In the past decade, deep learning has emerged as a pivotal tool in drug repositioning, divided into two main approaches4: chemical structure-based and biomedical network-based methods. The former captures sequence information from drugs and viruses5 but struggles with oversimplified molecular representations that miss spatial atomic details and higher-order interactions. Meanwhile, network-based methods extract complex interactions from biomedical network structures6 but fail to quantify the interaction relationship between the micro-view drug spatial network and the macro-view biomedical network, limiting the understanding of drug substructures critical for activity. Furthermore, existing network-based methods commonly suffer from three limitations: homogeneous information sharing among heterogeneous nodes, short-range dependence, and feature over-smoothing with deeper layers7.

Recent research demonstrates that a multi-granularity hierarchical structure yields more accurate representations8. As a critical study object in the field of drug design, molecular 3D spatial structure analysis plays a critical role in bioactivity exploring9 and drug development10. Therefore, to precisely predict VDA based on the effective quantification and integration of 3D spatial network information and biomedical network information, we have devised a unified “spatial hierarchical network” structure, embedding the spatial network of the single drug as a subnetwork of the VDA network to describe the hierarchical structure, distinct from the existed community hierarchical network structure (Details in Methods Section 4.1 of the article).
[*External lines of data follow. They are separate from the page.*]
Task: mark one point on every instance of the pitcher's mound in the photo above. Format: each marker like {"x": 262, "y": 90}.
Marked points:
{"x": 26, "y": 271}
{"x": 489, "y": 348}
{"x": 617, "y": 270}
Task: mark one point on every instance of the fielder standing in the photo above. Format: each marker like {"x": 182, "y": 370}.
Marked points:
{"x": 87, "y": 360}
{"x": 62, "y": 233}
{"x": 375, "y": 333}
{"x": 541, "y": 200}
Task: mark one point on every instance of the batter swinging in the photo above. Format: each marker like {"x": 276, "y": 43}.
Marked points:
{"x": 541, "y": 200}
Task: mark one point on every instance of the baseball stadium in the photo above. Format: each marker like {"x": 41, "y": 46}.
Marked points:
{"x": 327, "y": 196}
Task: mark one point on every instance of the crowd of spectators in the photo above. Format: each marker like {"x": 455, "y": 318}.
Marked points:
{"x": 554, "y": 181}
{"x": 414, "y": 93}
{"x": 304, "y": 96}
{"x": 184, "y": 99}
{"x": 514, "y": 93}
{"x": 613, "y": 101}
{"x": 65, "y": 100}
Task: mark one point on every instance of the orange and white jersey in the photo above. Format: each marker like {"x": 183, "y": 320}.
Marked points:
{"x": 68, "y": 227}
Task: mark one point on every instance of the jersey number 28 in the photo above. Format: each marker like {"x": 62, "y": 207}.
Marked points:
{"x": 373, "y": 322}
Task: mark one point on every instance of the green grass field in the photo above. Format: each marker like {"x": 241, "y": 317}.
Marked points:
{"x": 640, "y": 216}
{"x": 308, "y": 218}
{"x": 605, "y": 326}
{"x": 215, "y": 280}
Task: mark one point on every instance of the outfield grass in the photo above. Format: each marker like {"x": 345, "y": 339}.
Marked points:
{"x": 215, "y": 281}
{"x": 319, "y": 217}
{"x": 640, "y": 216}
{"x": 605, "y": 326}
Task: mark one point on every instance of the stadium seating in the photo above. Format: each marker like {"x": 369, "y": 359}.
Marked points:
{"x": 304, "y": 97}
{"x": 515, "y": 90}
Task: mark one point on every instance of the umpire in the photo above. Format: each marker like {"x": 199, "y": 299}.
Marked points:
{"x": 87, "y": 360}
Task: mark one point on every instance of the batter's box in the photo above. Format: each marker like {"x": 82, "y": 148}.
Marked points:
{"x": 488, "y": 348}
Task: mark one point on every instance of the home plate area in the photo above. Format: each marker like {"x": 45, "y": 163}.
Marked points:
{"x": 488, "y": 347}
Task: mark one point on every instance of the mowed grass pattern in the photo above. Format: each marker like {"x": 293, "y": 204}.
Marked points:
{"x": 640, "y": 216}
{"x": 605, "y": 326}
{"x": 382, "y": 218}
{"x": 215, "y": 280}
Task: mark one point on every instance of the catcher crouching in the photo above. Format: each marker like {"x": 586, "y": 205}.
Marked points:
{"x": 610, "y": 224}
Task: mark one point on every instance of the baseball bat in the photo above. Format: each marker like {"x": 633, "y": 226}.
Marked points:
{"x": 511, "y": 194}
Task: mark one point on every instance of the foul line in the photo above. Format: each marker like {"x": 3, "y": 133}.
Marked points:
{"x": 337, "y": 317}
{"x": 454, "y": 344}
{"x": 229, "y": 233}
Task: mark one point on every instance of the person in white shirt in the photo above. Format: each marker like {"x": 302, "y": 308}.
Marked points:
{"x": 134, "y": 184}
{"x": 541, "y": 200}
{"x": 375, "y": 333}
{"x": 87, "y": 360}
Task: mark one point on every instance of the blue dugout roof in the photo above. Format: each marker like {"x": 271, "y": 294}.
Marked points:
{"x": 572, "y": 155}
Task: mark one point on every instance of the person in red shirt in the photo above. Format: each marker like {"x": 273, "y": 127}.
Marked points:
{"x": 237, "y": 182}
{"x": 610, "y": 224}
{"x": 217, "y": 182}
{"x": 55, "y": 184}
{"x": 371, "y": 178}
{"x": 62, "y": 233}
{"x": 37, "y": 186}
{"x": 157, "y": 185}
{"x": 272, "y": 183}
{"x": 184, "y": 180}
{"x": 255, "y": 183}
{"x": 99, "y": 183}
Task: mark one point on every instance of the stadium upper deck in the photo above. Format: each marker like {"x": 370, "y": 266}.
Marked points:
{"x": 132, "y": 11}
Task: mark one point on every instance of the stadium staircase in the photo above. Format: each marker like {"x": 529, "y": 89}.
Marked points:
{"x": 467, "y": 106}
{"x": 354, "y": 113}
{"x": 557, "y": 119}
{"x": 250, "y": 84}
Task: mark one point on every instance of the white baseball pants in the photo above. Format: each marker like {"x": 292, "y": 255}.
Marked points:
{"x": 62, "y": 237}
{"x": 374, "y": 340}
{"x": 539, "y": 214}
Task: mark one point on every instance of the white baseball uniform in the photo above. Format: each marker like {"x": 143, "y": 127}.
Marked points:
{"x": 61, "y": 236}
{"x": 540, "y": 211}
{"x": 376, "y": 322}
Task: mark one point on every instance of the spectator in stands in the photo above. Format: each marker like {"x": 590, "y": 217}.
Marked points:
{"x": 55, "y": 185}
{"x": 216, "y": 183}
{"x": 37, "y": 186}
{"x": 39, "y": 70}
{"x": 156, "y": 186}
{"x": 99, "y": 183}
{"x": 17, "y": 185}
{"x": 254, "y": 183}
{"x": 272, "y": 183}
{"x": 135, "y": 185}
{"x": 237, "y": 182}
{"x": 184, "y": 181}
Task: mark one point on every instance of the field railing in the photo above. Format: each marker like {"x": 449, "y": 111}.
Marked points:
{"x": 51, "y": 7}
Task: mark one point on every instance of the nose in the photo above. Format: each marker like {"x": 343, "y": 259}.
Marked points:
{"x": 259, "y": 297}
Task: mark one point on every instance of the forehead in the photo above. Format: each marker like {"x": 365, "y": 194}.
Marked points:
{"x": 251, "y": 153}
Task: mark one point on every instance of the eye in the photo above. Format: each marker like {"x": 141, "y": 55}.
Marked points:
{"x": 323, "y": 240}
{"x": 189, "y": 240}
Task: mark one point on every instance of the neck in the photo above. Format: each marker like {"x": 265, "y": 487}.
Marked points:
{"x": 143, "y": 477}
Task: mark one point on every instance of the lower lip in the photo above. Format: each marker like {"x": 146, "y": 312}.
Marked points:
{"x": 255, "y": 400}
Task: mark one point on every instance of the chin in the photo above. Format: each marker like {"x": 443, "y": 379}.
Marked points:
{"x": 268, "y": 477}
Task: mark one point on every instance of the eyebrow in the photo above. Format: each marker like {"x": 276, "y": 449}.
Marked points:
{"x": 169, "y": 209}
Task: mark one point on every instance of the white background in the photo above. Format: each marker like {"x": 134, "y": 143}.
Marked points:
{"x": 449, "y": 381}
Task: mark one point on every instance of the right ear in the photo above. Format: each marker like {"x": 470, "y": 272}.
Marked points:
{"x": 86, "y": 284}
Specifically, we substitute the drug entity within the VDA network with the 3D structure network of molecules, thereby describing a micro-network hierarchy at the atom level. Alternatively, we conceptualize the complete 3D network structure of the molecule as a drug node within the VDA network, thereby forming a macro-network hierarchy at the entity level. This structure models the interaction processes between atom-level drug spatial information and entity-level biomedical association information. Unlike prior approaches that concatenate diverse features, modeling the interaction of multi-hierarchy information can effectively mitigate knowledge gaps and biases11, 12.

We introduce a Spatial Hierarchical Network for Virus-Drug Associations (SpHN-VDA), a pipeline tailored to our spatial hierarchical network structure for VDA prediction (Fig. 1). Built on spatial and meta-path graph neural networks, SpHN-VDA embeds atom-level hierarchies into an entity-level framework, effectively modeling interactions between drug spatial and biomedical networks. By employing triple attention mechanisms, it captures implicit representations within and across hierarchical layers, providing a complete reasoning path from 3D molecular structure to biological associations. In addition, our model further alleviates three common issues inherent in network-based methods. Overall, SpHN-VDA utilizes its architectural superiority to establish a robust machine understanding of VDAs, guiding and promoting the screening of candidate compounds for antiviral drugs by confident predictions. 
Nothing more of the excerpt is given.